How I did it, an overview:

Git

I could make myself a git repo inside a bittorrent sync share to keep history and keep it safe, but since GitHub changed its pricing and account model and I have private repos far as the eye can see I just use that.

Skip this step or use another way to track your code, but track it somehow so we iterate not recreate.

Ansible Install

On Mac if you use Homebrew (why aren’t you?) its the usual dance:

$ brew install ansible

Use whatever package management makes sense for your OS of course.

SSH Keys

To get to all your hosts to manage Ansible uses ssh by default.

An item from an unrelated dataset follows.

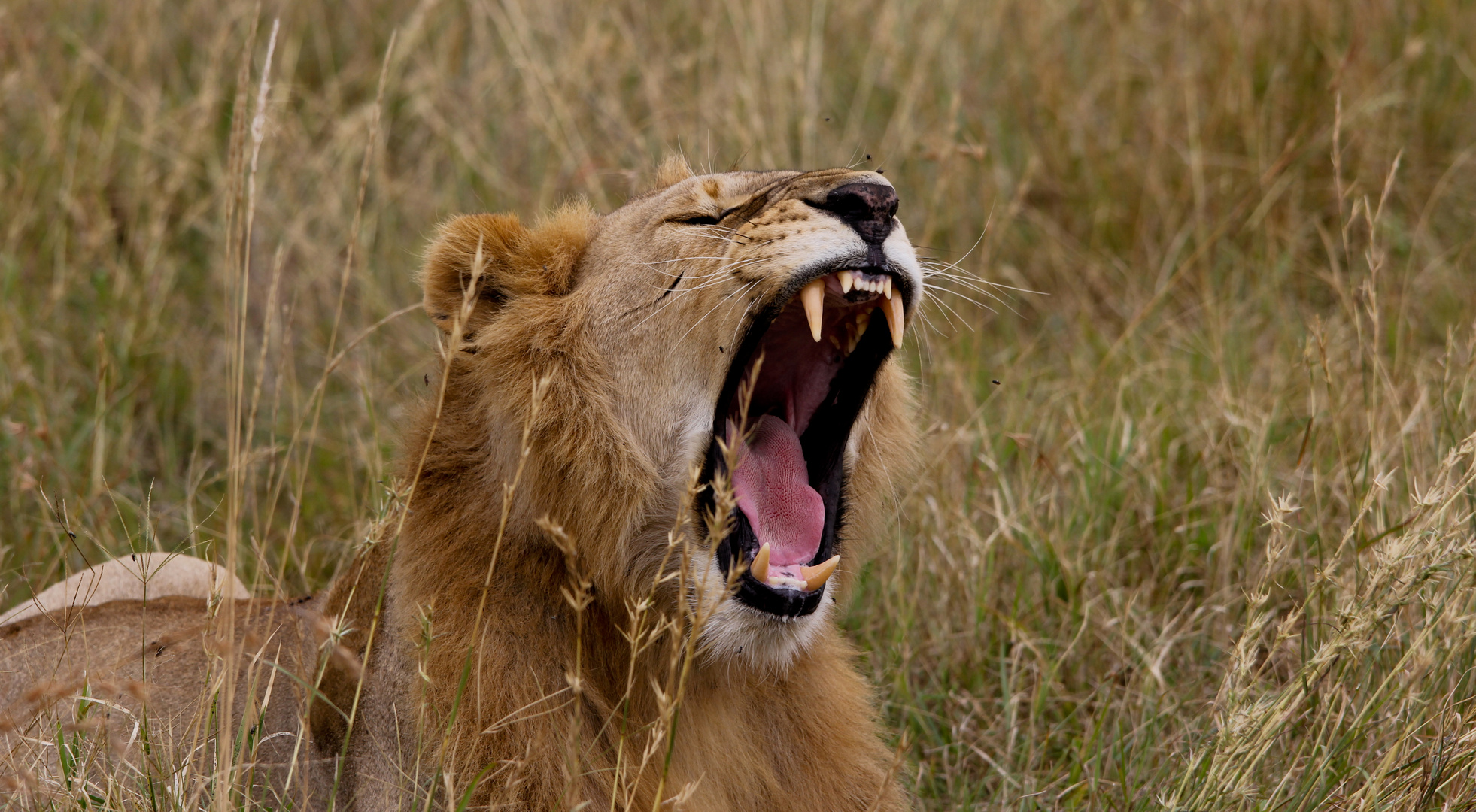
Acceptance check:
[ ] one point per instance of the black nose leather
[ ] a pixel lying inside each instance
(865, 207)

Drop a pub ssh key onto the host for the root user, use a passphrase and ssh-agent.

Playbooks

There are only two files you need to get started, one to hold the info on the hosts you want to manage and one for the playbook, which is a YAML file with what needs to be done on the hosts.

Example hosts file:

[server1]
192.168.10.101

Example base playbook, everything has a “name” which you can use to self document and is displayed in the ansible run:

---
  - hosts: server1
  gather_facts: no
  remote_user: root
  tasks:
    - name: install screen
      apt: name=screen state=latest

    - name: root .bashrc
      copy: src=files/root.bashrc dest=/root/.bashrc owner=root mode=0644

    - name: create /opt/local/bin
      file: path=/opt/local/bin state=directory mode=755

This is all you need to get started, assuming all is lined up right with ssh, make it go:

$ ansible-playbook -i hosts base_playbook.yml

PLAY [server1] *****************************************************************

TASK [install screen] **********************************************************
ok: [192.168.10.101]

TASK [root .bashrc] ************************************************************
changed: [192.168.10.101]

TASK [create /opt/local/bin] ***************************************************
changed: [192.168.10.101]

PLAY RECAP *********************************************************************
192.168.10.101             : ok=3    changed=2    unreachable=0    failed=0

Above you see screen was already installed so “ok”, it updated the .bashrc with one at the local path specified in the playbook, and made the /opt/local/bin dir. Its that simple.

You can include a base playbook into a role playbook, and get all complicated to do all sorts of things, but this will get you going and on your way to learning something new and keeping that effort around you put into building that server for reuse.

Many projects you find on this site will include Ansible as part of the writeup. Below are some good starting points if you want to follow along.

Scheme?

You can find some best practices for directory layout for managing your Ansible stuff here, but there is no specific need for anything to be anywhere special that I’ve found. So to get started I simply made a new github repo and made the host file and the playbook yml files right in the root. I then got to the point where things were a tad messy and made a ‘files’ directory as you can see referenced above because it was similar to what i’m used to in Chef and it hid most of the misc stuff away.

The point being, do what your comfortable with and it can evolve or not. At home things don’t change often so keeping things very simple helps when you show up after not touching things for weeks or months.

What really got me going with this subject and then to Ansible was as mentioned above, building something on a one-board computer using sd card to boot and dealing with the fragility of the FS getting corrupted from power interruptions. Whether its the one in my truck or the one I set out when we are on a trip with security camera stuff on it, I didn’t want to have to re-build the thing and remember all the steps I took to get it setup. Taking notes? Why not just put it in config management and be able to re-create and evolve? So thats what I did. I’ve got notes that actually implement the system it describes, all I have to do is have ssh access and I can clone the repo and make changes, and I can worry less (and share!).

So there is no big story to tell about how to configure and manage Ansible as a service from here as there is with Chef/Puppet/CFEngine etc. Just focus on the task at hand and become familiar with new tech!